21 e 22 de Junho | 2022
Expo Barra Funda | SP

O mundo de vícios e virtudes chamado BAR.

Ramona atua na coquetelaria paulistana há cerca de 5 anos, participante do coletivo Guest das Minas desde sua primeira edição em 2019, hoje faz parte da organização dos eventos do coletivo. Amante da coquetelaria clássica, mas sempre flerta com criatividade.

Pergunte a qualquer profissional de bar se ele faz o que ama e a resposta mesmo por traz de piadas em sua grande maioria será sim.

Trabalhamos em um ambiente palco de histórias, somos parte de momentos e isso faz muita coisa valer a pena.

As virtudes do nosso mundo são maravilhosas: a hospitalidade ímpar, a facilidade de criar bons momentos com quem ingressa em nosso bar, o network que é maravilhosamente leve de se criar. Com o avanço tecnológico e as redes sociais cada dia mais conseguimos criar uma rede de troca de conhecimentos, seja diretamente por nossas páginas ou por meio de grupos de mensageiros instantâneos. Temos cada dia mais conteúdo a apresentar aos nossos clientes graças a essa troca.

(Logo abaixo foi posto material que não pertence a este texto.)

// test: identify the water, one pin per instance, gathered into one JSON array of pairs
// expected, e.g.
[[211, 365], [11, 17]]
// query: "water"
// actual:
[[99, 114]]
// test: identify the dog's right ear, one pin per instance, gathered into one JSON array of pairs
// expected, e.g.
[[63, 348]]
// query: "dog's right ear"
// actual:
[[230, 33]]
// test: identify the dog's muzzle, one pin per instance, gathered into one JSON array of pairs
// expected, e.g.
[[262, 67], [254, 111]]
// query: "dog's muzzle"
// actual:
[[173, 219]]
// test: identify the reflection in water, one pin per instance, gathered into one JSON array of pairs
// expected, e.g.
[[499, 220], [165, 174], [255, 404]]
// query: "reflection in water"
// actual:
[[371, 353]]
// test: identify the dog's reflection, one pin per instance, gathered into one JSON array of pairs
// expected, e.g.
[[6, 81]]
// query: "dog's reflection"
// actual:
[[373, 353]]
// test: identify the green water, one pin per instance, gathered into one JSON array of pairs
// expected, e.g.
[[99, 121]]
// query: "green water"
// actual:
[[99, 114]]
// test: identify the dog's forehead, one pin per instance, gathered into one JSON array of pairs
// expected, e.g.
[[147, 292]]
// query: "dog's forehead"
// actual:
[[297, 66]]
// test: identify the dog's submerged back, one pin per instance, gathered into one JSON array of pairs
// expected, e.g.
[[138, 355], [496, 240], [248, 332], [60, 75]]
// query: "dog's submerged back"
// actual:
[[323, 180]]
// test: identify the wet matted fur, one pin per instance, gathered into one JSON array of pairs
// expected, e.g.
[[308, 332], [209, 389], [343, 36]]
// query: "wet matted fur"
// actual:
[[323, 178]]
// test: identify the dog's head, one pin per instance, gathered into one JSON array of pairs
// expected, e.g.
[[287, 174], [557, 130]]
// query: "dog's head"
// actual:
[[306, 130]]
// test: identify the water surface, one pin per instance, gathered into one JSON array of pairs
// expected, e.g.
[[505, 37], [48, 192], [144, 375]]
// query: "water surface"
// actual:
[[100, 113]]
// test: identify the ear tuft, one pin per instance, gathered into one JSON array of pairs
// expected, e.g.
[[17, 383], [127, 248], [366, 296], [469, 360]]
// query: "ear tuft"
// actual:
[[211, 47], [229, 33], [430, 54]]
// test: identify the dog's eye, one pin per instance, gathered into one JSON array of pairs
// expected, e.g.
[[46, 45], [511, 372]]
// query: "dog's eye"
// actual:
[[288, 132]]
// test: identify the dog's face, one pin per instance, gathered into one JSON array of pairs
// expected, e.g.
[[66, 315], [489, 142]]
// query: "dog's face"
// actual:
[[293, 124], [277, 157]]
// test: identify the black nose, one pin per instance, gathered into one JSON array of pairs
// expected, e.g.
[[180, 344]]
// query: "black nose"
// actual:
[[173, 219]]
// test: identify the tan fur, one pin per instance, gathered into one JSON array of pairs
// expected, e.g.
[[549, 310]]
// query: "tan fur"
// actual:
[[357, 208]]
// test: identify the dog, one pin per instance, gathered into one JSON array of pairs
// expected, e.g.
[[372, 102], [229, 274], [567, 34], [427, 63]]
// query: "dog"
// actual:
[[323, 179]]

Um dos perfis que mais me chama a atenção para uma abordagem educativa tanto para o consumidor quanto para o profissional é o do bartender Gustavo Ferreira Costa (@ola.gustavo) que com postagens educativas explica desde a reação do álcool no organismo à como o gelo é importante em um coquetel, sempre de forma clara e divertida.

Outra profissional que traz conteúdos maravilhosos sobre consumo consciente, principalmente para nós que estamos do lado de dentro do balcão é a incrível Néli Pereira (@neli_pereira).

Acredito que todos nós, bartenders, já temos o discurso de consumo consciente decorado para aplicar aos nossos clientes e a responsabilidade de educá-los a manter atitudes sociais seguras, como não dirigir alcoolizados.

Mas e a nós mesmos?Temos essa autorresponsabilidade?

Observo ao longo desses anos de balcão que esquecemos de colocar em nossa rotina e POP’s o hábito de cuidarmos de nós como cuidamos daqueles que sentam em nossos balcões.

Temos a perigosa liberdade do fácil acesso ao álcool como fonte de estudos, como socialização com colegas de trabalho, afinal quem nunca sentou no balcão de um amigo, ou foi desesperadamente pedir ajuda para uma criação e isso levou à uns alegres tragos do nossos elixires etílicos?!

Quando citamos sobre consumo excessivo de álcool não estamos só falando da noite do “pé na jaca”, mas “daquela para abrir o apetite” todo dia, a “do esquenta” pra trabalhar, os shots diários, a cervejinha de lei de todo dia, tudo isso vira uma somatória em nossos organismos que já enfrenta o trabalho noturno, o sono de má qualidade, extensas jornadas de trabalho e muitas vezes alimentações nem um pouco saudáveis.

A OMS descreve o álcool como substância psicoativa com propriedades que causam dependência. (Olha o tamanho da responsabilidade que nossa profissão carrega e não nos damos conta).

Ainda com base em dados da OMS o uso nocivo de álcool é um fator causal para mais de 200 doenças e lesões.

É como “ensinar o padre a rezar missa”, mas…

Evitem o consumo diário de álcool, deem tempo para o seu corpo metabolizar o álcool que está sendo ingerido, tomem água entre um coquetel e outro ou entre cervejas.

Observem seus hábitos de consumo do álcool. O quanto você cuida do seu corpo pra isso não te prejudicar em médio e longo prazo?

Cuidem-se e SAÚDE!!! (não só no “tim-tim).